For someone who didn’t lift a finger to garden this season, I’ve got more natural food than I know what to do with!
Our weather pattern wasn’t great for crops, so I’m glad I didn’t go through the usual trouble. Everybody’s gardens produced, just not great, and caused a lot of worrying and griping.
But it was a superb year for wildflowers and fruits.
Our raspberry patch went crazy—we probably put 30+ pounds into the freezer. The blueberries were good, too, but at the time they peaked we were very busy and there was frequent rain so we missed the bulk of the harvest.
Oh my. Only once before have we gotten this many, and I was at a loss for how to deal with them. Wouldn’t be a problem if I were a dedicated baker. But I’m not, and even if I were, our household diet has sugar and starch restrictions. So vast quantities of baked goodies are the wrong plan.
Happily, in the two years since the last bumper crop, I’ve acquired friends who both cook and have chickens. So in installments I’ve been handing off bags and bushel baskets instead of lobbing them into the field, dumping wheelbarrow loads in the woods, or taking bag loads to the dump and food shelf.

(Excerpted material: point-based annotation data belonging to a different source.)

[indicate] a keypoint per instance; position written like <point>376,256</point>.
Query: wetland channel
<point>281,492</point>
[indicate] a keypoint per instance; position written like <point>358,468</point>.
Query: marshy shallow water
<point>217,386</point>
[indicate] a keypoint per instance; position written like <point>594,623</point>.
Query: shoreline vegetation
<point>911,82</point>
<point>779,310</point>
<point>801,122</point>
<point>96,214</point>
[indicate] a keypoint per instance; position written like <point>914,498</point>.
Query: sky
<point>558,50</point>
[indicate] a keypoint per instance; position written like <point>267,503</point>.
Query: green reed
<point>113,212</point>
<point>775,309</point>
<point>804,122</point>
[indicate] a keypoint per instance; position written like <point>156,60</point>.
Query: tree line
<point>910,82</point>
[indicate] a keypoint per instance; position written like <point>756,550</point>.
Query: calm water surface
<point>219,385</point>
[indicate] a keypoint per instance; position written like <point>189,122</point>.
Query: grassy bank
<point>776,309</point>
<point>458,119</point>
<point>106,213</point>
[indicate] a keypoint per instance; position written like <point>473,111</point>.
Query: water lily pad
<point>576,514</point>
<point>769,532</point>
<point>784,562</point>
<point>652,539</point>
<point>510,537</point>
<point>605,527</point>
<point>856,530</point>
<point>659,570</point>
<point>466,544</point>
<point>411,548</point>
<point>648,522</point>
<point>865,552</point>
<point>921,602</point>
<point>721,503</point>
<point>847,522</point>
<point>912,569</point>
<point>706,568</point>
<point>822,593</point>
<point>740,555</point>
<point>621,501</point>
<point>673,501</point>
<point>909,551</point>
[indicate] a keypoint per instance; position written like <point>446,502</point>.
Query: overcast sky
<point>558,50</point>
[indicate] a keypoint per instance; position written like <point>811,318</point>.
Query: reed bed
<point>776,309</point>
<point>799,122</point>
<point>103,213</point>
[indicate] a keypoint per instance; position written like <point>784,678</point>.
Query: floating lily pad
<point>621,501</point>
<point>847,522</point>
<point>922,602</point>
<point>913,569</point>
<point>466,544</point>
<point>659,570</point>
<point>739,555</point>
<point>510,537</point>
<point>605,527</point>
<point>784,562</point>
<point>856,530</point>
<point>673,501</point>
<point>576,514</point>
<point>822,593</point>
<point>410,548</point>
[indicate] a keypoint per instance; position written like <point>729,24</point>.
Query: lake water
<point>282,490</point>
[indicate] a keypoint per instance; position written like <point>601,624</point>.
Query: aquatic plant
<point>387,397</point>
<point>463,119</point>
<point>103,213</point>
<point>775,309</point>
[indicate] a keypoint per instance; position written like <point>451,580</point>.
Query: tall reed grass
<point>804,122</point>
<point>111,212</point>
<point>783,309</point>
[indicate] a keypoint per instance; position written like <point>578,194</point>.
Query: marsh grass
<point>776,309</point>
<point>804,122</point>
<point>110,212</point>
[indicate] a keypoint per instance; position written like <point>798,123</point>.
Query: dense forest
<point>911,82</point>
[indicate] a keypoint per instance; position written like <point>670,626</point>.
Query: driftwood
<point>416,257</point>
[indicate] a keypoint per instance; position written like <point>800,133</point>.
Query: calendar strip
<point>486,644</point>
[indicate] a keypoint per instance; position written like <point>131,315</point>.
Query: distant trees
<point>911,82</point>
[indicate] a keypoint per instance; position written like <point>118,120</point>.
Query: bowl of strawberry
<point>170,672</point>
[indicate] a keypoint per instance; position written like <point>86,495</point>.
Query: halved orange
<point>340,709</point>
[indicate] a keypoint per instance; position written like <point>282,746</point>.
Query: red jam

Why not just ignore them, you ask, or compost them in a heap?
First of all, they’re falling on the lawn in a path of regular travel, both foot and vehicle. We don’t mow zealously so the grass is tall enough to mask many of them. Stepping on one unawares is a fast way to get a sprained ankle.
Second, they start to stink after a while. And attract yellow jackets. And bears. For a few weeks, when the tree dropped only 5-10 a day, the neighborhood raccoon and deer would pass through overnight and clear them up. But that abruptly stopped, and suddenly I had dozens. Then the tree started throwing down 3-4 dozen more each day!
All this from one old scaggy thing that’s never pruned or sprayed or otherwise cultivated. It’s the last tree left anywhere near the house after our pine log-out, and the only place I can hang bird feeders any more.
Actually, this tree is two intertwined. I didn’t know that until the previous bumper crop, when half of it produced red McIntosh apples and the other half produced Golden Delicious. The Goldies don’t start falling until the Macs are about done, making for many weeks of daily pickup and weekly disposal dilemmas. At least this year they are providing more food than waste, instead of the other way around!